As Laffitte lets fly at him at one point, Llinás can never resist the urge to interrupt with his latest brainwave. By quoting one critic referencing his previous 13-hour portmanteau from 2018, the director pre-empts any criticism of the almost five-hour work in front of us: “You get the feeling he doesn’t know what to do next, and the solution he’s found is to autodestruct.” But this impish postmodernism quickly darkens in the Triptych’s first part, titled El Equilibrista (The Tightrope Walker); soundtracking Mondongo’s colour classification to bursts of music from Psycho and Vertigo, he seems disturbed by their quest to break down art into its constituent elements. This strand alternates with another in which an art historian attempts to document Mondongo’s process; both are constantly intercut with excerpts of Llinás’s documentary script, him revealing the canvas on which he is daubing his own strokes.

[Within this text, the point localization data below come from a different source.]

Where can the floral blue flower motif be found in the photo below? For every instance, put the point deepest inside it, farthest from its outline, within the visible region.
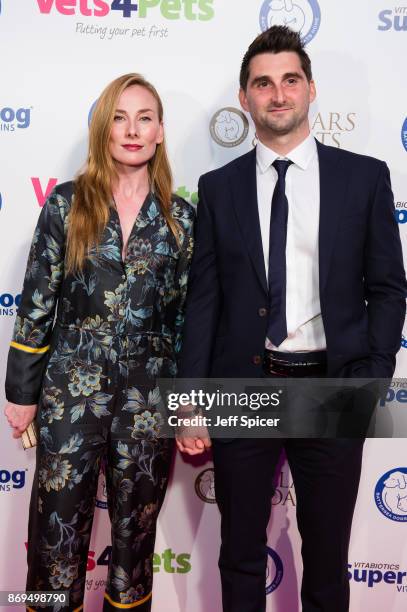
(64, 571)
(54, 472)
(52, 407)
(85, 380)
(147, 425)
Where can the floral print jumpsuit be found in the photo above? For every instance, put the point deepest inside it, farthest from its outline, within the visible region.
(88, 348)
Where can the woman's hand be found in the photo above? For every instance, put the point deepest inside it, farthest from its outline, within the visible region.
(19, 417)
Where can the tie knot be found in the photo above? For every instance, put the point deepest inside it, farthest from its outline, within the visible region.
(281, 165)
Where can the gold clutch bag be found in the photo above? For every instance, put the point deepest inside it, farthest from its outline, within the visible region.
(29, 437)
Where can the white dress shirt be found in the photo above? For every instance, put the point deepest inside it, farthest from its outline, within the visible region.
(303, 309)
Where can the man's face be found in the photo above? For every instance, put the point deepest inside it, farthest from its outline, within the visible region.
(278, 94)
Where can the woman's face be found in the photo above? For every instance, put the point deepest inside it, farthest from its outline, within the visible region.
(136, 128)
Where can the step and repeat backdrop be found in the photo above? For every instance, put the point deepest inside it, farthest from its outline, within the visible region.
(57, 56)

Llinás redeems this lugubrious introduction in the second part, Retrato de Mondongo (Portrait of Mondongo), which begins with him pitching the film to Laffitte and Mendanha as a duel about their respective ideas of colour. His extends the emotional pitch to the elements from which film is constructed, like the stabs of Bernard Herrmann, or his own incorrigible addiction to metatextuality.

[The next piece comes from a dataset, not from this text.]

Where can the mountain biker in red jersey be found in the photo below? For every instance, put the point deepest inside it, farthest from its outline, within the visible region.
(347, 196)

But as he digs himself in deeper – redramatising his arguments with Mondongo, inflicting on us the writing of a long prose poem about his aesthetics – something breaks. Laffitte dresses him down about his egoism, saying it amounts to a form of “evil”. He sheds a solitary tear. Lost in midlife “tempest” about how to best represent reality, he admits nostalgia for “feverish nights” with Mondongo in the early 2000s, when he shared their sense of purpose. (Their portraits in plasticine, wood and other materials are indeed very beautiful.) It turns out the arch-maximalist pines for the simplicity of la bohème.

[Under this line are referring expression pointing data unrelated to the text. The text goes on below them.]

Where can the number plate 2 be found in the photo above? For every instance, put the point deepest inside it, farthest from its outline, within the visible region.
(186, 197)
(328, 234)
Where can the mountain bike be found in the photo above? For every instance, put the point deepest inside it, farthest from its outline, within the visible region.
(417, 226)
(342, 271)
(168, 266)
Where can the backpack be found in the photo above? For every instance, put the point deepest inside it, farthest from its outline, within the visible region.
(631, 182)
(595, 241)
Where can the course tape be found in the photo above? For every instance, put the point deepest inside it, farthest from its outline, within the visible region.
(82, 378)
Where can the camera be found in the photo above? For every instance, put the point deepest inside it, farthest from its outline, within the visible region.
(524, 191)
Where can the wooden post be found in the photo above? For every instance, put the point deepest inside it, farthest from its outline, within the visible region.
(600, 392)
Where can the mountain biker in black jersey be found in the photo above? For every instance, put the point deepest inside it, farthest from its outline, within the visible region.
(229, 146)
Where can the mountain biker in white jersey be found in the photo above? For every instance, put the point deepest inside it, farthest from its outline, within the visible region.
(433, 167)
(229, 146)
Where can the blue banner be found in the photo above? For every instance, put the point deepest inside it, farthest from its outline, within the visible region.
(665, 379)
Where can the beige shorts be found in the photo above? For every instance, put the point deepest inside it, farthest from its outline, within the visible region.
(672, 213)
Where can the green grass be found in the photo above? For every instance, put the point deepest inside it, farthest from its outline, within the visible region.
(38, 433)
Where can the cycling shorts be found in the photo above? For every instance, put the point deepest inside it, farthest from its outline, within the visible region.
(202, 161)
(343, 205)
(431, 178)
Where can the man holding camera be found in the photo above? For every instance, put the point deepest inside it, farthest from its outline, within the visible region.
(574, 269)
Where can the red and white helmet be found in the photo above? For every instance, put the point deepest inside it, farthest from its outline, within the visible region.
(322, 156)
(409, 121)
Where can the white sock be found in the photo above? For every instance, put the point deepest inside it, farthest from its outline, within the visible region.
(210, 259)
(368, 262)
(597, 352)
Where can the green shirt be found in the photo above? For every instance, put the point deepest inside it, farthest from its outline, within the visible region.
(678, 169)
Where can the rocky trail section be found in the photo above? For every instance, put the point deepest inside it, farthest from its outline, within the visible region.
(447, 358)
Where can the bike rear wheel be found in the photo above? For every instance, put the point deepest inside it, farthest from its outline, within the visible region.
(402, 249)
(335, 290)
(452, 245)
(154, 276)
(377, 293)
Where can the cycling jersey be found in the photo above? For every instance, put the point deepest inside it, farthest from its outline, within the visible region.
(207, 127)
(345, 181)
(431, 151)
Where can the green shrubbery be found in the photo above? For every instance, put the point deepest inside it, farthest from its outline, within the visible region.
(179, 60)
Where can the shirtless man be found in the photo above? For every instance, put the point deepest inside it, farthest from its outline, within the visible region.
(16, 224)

Alas, this Argentinian size queen can’t just leave it there. He has to give us part three, Kunst der Farbe (named for the 1961 manual on colour by Johannes Itten that inspired Mondongo’s project). Adding the proviso that it is his unfinished contribution to the duel, he’s right about it being a failure. Broken down into eight colour-coded subsections with pretentious titles such as Green or the Conclave of the Ancient Plant Bishops, most are pedantic montages with little insight into the hue in question. Llinás hams it up as a monocled Fritz Lang majordomo overseeing the farrago but this adds little; only traditional documentary-style commentary from his colourist offers any worthwhile perspective.
If nothing else, the third part serves as a reminder that form can never divest itself entirely of content. Jokey deconstruction of directorial megalomania though it may be, The Triptych of Mondongo is compelling only when Llinás gets candid about his insecurities. But the buffoonery does have the odd moment: his cameraman Agustín – the Sancho Panza to this rainbow-dazzled Quixote – repeatedly screaming “I represented Argentina well!” as their hound barks along sums up this art-theory dog’s dinner.